Jorge Valentim: Não, outras coisas também. Acredito que para além da cultura e para além da leitura destes textos, a orientação e o contato que eu tive com professores da disciplina [Literaturas Africanas]. Disto eu não posso reclamar, porque – e me orgulho disso – fui um privilegiado. Quem é que pode dizer que estudou literaturas africanas com Laura Padilha? Com Carmen Tindó e com Maria Nazareth Soares Fonseca? E, sobretudo, quem é que estudou Cabo Verde com Simone Caputo Gomes? Ela que talvez seja a grande pioneira dentro do Brasil, ela que foi a autora do primeiro trabalho acadêmico defendido no Brasil, no mundo. Então, não tenho do que reclamar. Tive excelentes mestres e foram eles que, de certa maneira, me motivaram a seguir na disciplina. Na época do doutorado eu dava aulas em uma universidade particular, no Rio de Janeiro, e criei esta disciplina na universidade e ainda os cursos de literaturas africanas.
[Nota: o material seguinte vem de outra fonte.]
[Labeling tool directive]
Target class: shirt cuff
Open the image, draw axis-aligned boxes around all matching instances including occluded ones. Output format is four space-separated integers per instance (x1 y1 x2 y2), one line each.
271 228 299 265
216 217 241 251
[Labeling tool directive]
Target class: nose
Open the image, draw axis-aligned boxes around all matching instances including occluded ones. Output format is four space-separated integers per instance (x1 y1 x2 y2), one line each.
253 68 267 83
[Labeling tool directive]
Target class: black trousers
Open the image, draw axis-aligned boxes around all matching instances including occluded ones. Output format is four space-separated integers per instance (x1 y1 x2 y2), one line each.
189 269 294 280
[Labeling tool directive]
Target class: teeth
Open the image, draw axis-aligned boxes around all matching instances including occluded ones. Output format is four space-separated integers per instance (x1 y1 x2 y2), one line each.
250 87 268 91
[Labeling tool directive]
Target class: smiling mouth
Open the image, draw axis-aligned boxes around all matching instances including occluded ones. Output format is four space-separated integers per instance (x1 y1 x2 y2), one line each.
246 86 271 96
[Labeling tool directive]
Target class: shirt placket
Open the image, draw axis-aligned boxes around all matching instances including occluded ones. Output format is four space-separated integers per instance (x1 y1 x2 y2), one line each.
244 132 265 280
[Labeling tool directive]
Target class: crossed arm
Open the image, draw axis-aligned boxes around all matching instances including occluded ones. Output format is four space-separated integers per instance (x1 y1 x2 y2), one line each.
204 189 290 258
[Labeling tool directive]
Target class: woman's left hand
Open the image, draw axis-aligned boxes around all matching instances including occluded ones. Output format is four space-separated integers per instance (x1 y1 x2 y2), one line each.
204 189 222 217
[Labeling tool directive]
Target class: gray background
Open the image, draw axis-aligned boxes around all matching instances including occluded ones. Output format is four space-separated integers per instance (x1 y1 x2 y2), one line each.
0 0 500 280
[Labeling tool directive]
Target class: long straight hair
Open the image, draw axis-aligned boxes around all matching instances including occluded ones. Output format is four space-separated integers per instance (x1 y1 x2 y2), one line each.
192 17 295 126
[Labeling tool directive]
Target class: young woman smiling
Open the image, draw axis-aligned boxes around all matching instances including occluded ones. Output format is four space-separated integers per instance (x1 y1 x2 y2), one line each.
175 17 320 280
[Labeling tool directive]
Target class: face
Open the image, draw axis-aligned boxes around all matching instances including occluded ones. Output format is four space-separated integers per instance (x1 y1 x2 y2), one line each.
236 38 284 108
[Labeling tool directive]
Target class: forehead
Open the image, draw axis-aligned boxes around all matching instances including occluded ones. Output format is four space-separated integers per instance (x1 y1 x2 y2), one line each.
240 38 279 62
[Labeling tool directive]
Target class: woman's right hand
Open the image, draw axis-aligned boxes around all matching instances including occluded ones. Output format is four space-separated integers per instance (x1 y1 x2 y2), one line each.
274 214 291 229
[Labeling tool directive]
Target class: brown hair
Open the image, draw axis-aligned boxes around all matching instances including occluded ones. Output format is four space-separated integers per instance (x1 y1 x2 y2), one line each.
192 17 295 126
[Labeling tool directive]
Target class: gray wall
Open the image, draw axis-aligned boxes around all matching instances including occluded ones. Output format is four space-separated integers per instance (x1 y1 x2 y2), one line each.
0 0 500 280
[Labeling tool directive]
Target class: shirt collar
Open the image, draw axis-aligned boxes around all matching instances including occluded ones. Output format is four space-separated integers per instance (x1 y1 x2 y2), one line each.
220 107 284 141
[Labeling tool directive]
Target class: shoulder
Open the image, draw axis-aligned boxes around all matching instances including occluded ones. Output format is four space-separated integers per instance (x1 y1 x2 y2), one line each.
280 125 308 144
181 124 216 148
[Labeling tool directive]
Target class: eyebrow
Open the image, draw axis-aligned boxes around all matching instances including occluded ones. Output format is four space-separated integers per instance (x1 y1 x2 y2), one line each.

Depois chamei todos estes professores para darem palestras na instituição exatamente para motivarem os alunos a este universo que, para eles, era até então absolutamente desconhecido. Quer dizer, o que as pessoas sabiam da África? As pessoas pensavam que era um continente onde as pessoas falavam a mesma língua, quando sabemos muito bem que, na verdade, a coisa não é bem assim. São países diferentes, com culturas diferentes, e dentro destes países as etnias estabelecem contatos e diálogos culturais completamente diferentes. Portanto, minha trajetória vai um pouco neste sentido.

 Livre Opinião: Quanto tempo durou e como foi o processo de seleção e reunião dos ensaios que acabaram resultando na publicação do livro?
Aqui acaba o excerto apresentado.